Another thing, I am 99% sure he is straight. When he isnt suffering from his depression, our sex life is fulfilling for both of us, I catch him trying to sneakily check out other women, and he is a touchy-feely guy. So, I'm wondering if him telling me he is gay is another excuse, or if maybe his depression was caused maybe by him trying to cover it up. Is that even possible?


----------



## mbarks (May 18, 2009)

I forgot to add he is also sterile, which ads a great deal of stress to our "marriage" as I desperately want a child of my own with the man I love.


----------



## dcfl_notsure (May 8, 2009)

Wow!! What a situation. I know you really "love" this guy, but for him to go on spurts where he doesn't communicate with you at all is just unacceptable. He refuses to get a job and you work 2 jobs?? That's unacceptable as well! This person is obviously too irresponsible not only in the financial department, but as a "husband" as well. As much as it is going to be mentally tough for you to move on, I'm suggesting that you run in the opposite direction of this person. Take steps to live your life without him. Thank your lucky stars that you do not have to actually divorce this guy and you can just move on. I am in a predicament with my wife (see my posting) and I am "stuck" because I will have to go through a divorce rather than just being able to walk away.

If you need a "buddy" to talk to and vent, you can message me for support. This site also seems to be helpful to relate to others concerning marriage.

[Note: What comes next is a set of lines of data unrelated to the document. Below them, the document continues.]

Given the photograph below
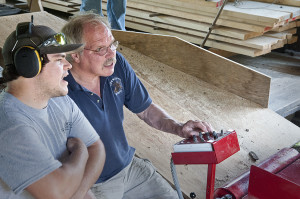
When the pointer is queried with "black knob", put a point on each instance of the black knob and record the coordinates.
(192, 195)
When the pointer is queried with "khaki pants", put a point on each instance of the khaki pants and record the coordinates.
(139, 180)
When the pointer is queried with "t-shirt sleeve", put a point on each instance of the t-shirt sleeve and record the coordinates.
(137, 98)
(21, 162)
(81, 127)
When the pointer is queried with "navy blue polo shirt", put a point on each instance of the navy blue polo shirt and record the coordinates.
(106, 113)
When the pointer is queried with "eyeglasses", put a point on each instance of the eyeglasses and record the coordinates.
(103, 50)
(58, 39)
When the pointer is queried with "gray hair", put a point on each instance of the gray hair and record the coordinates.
(73, 30)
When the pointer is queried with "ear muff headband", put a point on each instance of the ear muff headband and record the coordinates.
(27, 61)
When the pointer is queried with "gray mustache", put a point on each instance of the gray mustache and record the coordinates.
(110, 61)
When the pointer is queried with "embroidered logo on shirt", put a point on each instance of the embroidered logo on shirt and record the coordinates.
(67, 128)
(116, 85)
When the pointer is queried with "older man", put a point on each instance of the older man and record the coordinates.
(101, 83)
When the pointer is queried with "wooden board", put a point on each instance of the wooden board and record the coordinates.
(188, 24)
(201, 63)
(283, 2)
(9, 23)
(198, 40)
(260, 42)
(285, 73)
(229, 12)
(186, 97)
(205, 19)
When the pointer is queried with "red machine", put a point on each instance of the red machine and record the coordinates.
(278, 177)
(208, 149)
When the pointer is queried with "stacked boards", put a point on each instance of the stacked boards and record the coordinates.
(245, 27)
(248, 28)
(184, 95)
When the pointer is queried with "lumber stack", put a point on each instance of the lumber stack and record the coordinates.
(240, 29)
(250, 28)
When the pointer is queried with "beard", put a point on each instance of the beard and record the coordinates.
(110, 61)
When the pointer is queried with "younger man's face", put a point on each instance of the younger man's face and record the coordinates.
(51, 77)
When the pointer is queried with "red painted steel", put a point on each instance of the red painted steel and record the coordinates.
(265, 185)
(223, 148)
(238, 188)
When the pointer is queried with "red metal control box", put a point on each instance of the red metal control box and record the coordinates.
(222, 148)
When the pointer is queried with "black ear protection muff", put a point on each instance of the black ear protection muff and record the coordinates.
(26, 58)
(27, 61)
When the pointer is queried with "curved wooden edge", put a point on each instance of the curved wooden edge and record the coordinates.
(203, 64)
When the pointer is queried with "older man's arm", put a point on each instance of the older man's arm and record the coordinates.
(93, 170)
(63, 182)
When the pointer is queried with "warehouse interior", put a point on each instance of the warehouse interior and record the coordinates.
(245, 77)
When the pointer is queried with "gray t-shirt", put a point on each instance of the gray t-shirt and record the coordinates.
(33, 140)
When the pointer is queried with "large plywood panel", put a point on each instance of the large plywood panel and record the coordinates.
(200, 63)
(186, 97)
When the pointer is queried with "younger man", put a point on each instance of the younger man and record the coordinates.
(48, 149)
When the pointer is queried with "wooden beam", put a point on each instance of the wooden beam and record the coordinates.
(200, 63)
(35, 5)
(200, 18)
(198, 40)
(260, 42)
(230, 11)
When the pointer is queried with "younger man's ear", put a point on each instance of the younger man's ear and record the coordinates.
(75, 57)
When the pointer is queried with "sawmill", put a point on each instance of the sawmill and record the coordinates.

Good luck! My best to you.


----------



## Blanca (Jul 25, 2008)

Gay or not he's definitely taking you for a ride. why would you want to have kids with someone who is so unstable?


----------



## mbarks (May 18, 2009)

when he was on his depression meds, everything was better, but he thinks the meds were too addictive and now he wont touch anti-depressants. I fell in love with him when he was on them and I guess somewhere I'm hoping things will get better. As far as having children goes, I have always wanted children early and we used to talk so much about how wonderful having a family would be, but it seems that is becoming less and less possible


----------



## Deejo (May 20, 2008)

So where are you at? Vexed? Heartbroken? Pissed?

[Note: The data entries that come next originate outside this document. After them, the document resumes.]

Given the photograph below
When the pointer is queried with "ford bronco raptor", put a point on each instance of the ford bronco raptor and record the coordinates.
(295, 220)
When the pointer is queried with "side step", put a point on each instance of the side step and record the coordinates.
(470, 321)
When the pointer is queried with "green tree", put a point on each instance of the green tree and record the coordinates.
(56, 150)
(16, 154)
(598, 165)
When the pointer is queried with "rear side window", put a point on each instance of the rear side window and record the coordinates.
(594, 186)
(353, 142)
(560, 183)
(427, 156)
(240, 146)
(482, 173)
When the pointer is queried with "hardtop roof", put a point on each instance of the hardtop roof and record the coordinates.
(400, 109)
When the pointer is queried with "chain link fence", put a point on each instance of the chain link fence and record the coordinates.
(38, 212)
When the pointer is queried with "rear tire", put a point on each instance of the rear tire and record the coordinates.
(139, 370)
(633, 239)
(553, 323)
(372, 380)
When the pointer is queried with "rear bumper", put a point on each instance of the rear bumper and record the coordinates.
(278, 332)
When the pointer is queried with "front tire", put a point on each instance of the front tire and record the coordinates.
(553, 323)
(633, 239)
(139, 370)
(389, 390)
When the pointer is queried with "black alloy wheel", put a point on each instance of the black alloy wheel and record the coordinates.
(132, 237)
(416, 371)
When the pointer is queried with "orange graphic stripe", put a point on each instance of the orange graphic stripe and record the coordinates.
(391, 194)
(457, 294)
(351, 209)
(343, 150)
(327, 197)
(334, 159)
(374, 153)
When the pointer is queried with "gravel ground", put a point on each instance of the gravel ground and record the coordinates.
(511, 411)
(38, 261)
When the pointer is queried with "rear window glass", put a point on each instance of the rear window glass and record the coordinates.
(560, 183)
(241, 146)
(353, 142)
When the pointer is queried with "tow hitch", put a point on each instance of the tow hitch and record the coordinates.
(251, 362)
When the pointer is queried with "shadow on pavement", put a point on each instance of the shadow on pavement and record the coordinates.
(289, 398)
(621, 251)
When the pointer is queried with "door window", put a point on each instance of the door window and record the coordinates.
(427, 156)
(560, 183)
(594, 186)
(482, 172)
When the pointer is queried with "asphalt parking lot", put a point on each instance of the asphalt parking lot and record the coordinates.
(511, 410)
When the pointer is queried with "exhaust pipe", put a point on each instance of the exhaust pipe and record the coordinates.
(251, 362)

Don't contact him. Or better yet, congratulate him on his self-discovery. You already have a parent/child relationship with him - and his 'stunts' intentional or not, are unhealthy. If you continue to tolerate them, he will continue to offer them up. Odds are when you stop being available, or change the locks on the door at *your* house - his shenanigans will come to an end.


----------



## mbarks (May 18, 2009)

I am furiously heart brokenly relieved, if that makes any sense. Part of me despises him, the larger part, and the other part still feels empty without him. I did have the locks changed, but I had been needing to do that for a while, so the timing is good......


----------



## preso (May 1, 2009)

Blanca said:


> Gay or not he's definitely taking you for a ride. why would you want to have kids with someone who is so unstable?


I agree he's taking you for a ride.

be glad your not legally married to him. It'll be so much easier to get away from him since your not legally married.


----------